Anti-MPST Antibody, clone 1H10.1

Evaluated by Western Blotting in SHSY-5Y cell lysate.

Western Blotting Analysis: 0.5 µg/mL of this antibody detected MPST in 10 µg of SHSY-5Y cell lysate.

Research Category
Signaling

Research Sub Category
Toxicology & Drug Resistance

This Anti-MPST Antibody, clone 1H10.1 is validated for use in Western Blotting, Immunohistochemistry (Paraffin) for the detection of MPST.

Western Blotting Analysis: 0.5 µg/mL from a representative lot detected MPST in 10 µg of human liver tissue lysate.
Immunohistochemistry Analysis: A 1:50 dilution from a representative lot detected MPST in human heart and kidney tissue sections.

Clone 1H10.1 targets an epitope in the second Rhodanese domain present in both spliced isoforms of human MPST reported by UniProt (P25325).
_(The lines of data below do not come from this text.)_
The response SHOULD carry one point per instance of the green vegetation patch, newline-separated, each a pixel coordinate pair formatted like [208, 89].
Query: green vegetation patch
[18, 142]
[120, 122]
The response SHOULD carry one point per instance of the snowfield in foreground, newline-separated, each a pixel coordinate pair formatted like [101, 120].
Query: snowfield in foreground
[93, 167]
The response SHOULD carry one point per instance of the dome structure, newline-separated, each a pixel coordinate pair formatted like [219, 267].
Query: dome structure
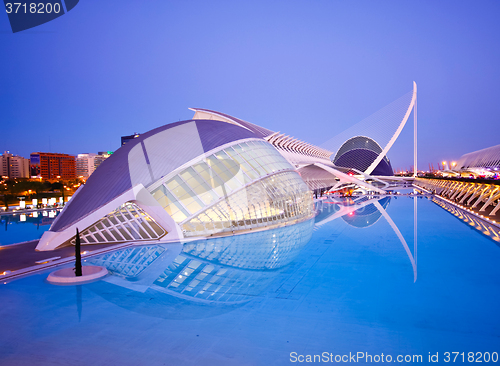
[359, 153]
[187, 179]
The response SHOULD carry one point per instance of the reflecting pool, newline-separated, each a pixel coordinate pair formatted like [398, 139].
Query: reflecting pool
[392, 276]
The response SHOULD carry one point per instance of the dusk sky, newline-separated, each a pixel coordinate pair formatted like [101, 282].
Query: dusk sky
[310, 69]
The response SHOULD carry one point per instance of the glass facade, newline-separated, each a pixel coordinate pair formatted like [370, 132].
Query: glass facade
[236, 268]
[244, 186]
[127, 223]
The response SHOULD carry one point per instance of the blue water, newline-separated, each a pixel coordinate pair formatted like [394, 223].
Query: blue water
[267, 298]
[16, 228]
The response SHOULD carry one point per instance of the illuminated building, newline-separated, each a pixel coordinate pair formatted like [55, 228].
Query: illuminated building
[13, 166]
[52, 165]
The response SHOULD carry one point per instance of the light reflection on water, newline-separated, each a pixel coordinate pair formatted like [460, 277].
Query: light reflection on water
[248, 299]
[20, 227]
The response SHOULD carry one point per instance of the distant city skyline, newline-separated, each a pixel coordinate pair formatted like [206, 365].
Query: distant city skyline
[78, 83]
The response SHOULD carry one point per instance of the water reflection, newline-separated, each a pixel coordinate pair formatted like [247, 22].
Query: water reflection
[24, 226]
[365, 211]
[221, 273]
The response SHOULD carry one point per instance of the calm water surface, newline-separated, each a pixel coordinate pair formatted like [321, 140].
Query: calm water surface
[353, 280]
[19, 227]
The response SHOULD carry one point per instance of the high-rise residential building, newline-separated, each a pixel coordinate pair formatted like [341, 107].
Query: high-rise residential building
[87, 163]
[52, 165]
[13, 166]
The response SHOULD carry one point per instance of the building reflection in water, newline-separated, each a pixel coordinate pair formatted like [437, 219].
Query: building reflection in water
[365, 211]
[221, 273]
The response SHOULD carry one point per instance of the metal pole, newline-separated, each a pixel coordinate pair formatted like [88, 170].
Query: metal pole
[415, 169]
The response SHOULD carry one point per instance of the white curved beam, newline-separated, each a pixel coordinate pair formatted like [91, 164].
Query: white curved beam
[396, 134]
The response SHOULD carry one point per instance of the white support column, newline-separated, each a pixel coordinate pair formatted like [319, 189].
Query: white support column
[415, 169]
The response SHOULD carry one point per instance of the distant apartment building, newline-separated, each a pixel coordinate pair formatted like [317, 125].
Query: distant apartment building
[53, 165]
[13, 166]
[87, 163]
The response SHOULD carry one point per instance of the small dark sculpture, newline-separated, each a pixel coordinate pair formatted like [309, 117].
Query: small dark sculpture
[78, 255]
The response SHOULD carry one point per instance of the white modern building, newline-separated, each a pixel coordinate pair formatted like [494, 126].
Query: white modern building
[213, 175]
[13, 166]
[87, 163]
Unless otherwise stated in our catalog or other company documentation accompanying the product(s), our products are intended for research use only and are not to be used for any other purpose, which includes but is not limited to, unauthorized commercial uses, in vitro diagnostic uses, ex vivo or in vivo therapeutic uses or any type of consumption or application to humans or animals.
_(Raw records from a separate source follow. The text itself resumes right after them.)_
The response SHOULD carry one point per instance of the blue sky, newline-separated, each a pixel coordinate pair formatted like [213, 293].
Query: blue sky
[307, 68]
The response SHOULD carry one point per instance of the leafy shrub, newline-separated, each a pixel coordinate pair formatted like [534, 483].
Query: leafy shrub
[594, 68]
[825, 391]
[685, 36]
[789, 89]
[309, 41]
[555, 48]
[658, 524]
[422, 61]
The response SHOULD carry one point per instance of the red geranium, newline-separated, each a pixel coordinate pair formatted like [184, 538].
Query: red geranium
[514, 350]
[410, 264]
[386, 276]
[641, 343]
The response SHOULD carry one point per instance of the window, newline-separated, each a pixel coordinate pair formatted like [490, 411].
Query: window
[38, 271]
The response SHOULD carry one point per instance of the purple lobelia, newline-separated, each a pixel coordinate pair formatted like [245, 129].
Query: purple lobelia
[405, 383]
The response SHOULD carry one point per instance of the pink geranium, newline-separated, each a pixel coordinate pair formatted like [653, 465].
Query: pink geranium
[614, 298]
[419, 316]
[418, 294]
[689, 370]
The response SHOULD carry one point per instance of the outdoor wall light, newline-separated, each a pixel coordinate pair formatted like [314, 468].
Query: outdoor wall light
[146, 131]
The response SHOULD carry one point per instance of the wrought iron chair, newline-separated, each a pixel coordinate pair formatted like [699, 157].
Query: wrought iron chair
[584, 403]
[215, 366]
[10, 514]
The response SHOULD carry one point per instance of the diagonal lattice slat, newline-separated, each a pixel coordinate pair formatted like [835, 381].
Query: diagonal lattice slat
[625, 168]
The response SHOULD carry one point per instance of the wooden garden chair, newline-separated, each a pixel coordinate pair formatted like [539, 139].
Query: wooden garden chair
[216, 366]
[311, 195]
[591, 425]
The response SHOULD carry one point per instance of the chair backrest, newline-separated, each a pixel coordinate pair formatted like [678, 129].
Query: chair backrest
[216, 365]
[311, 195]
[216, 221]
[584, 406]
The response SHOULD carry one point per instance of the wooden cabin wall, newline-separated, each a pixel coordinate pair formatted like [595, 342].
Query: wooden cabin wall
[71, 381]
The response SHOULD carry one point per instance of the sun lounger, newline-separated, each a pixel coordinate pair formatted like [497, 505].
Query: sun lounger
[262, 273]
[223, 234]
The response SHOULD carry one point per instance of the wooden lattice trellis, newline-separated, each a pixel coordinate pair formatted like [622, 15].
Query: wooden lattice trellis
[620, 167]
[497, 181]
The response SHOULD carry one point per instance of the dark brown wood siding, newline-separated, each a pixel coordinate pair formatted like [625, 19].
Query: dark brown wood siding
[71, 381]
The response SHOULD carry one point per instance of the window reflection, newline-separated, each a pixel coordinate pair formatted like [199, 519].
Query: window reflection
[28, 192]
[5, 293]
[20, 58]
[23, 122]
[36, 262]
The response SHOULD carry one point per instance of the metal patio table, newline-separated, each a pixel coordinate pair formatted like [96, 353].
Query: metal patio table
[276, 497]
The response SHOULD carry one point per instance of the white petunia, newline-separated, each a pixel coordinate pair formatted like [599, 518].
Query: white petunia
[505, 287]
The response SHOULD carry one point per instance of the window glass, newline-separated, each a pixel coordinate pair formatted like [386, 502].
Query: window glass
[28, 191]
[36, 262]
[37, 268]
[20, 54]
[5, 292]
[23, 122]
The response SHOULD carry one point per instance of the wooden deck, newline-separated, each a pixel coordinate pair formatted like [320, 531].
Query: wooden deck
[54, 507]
3-mercaptopyruvate sulfurtransferase (EC 2.8.1.2; UniProt P25325; also known as MpST, MST, tRNA thiouridine modification protein, TUM1) is encoded by the MPST (also known as TST2) gene (Gene ID 4357) in human. 3-mercaptopyruvate sulfurtransferase (MpST) catalyzes the transfer of a sulfur ion to cyanide or other thiol compounds and plays a central role in both cysteine degradation and cyanide detoxification. MpST is also known as tRNA thiouridine modification protein (TUM1) and is implicated in other cellular processes in addition to cyanide detoxification, ranging from thiolation of cytosolic tRNAs to the generation of H2S as signaling molecule both in mitochondria and the cytosol. Chronic cyanide intoxications caused by cyanogenic substances present in food products can lead to neurological disorders. MpST and rhodanese [EC 2.8.1.1] are two enzymes that catalyze cyanide detoxification, with MpST also displaying weak rhodanese activity. Cyanide detoxification by rhodanese requires the presence of compounds bearing labile sulfane sulfur, while mercaptopyruvate is needed for MpST catalyzed reaction. Under oxidative stress conditions, the catalytic cysteine site is converted to a sulfenate, resulting in an inactivation of MpST enzymatic activity. Reduced thioredoxin reactivates the enzyme by cleaving an intersubunit disulfide bond to turn the redox switch on. Aberrant MpST activity is found in a few cases of mercaptolactate-cysteine disulfiduria (MCDU) characterized by the appearance of large quantaties of the sulfur-containing amino acid, beta-mercaptolactate-cysteine disulfide, in the urine.

~33 kDa observed. 33.05 kDa (isoform 1) and 35.12 kDa (isoform 2) calculated (Met1 removed). Uncharacterized band(s) may appear in some lysates.

Epitope: Second Rhodanese domain.

GST-tagged recombinant fragment from the second Rhodanese domain of human MPST.

Concentration: Please refer to lot specific datasheet.

Format: Purified

Protein G purified.

Purified mouse monoclonal IgG2aκ antibody in buffer containing 0.1 M Tris-Glycine (pH 7.4), 150 mM NaCl with 0.05% sodium azide.

Stable for 1 year at 2-8°C from date of receipt.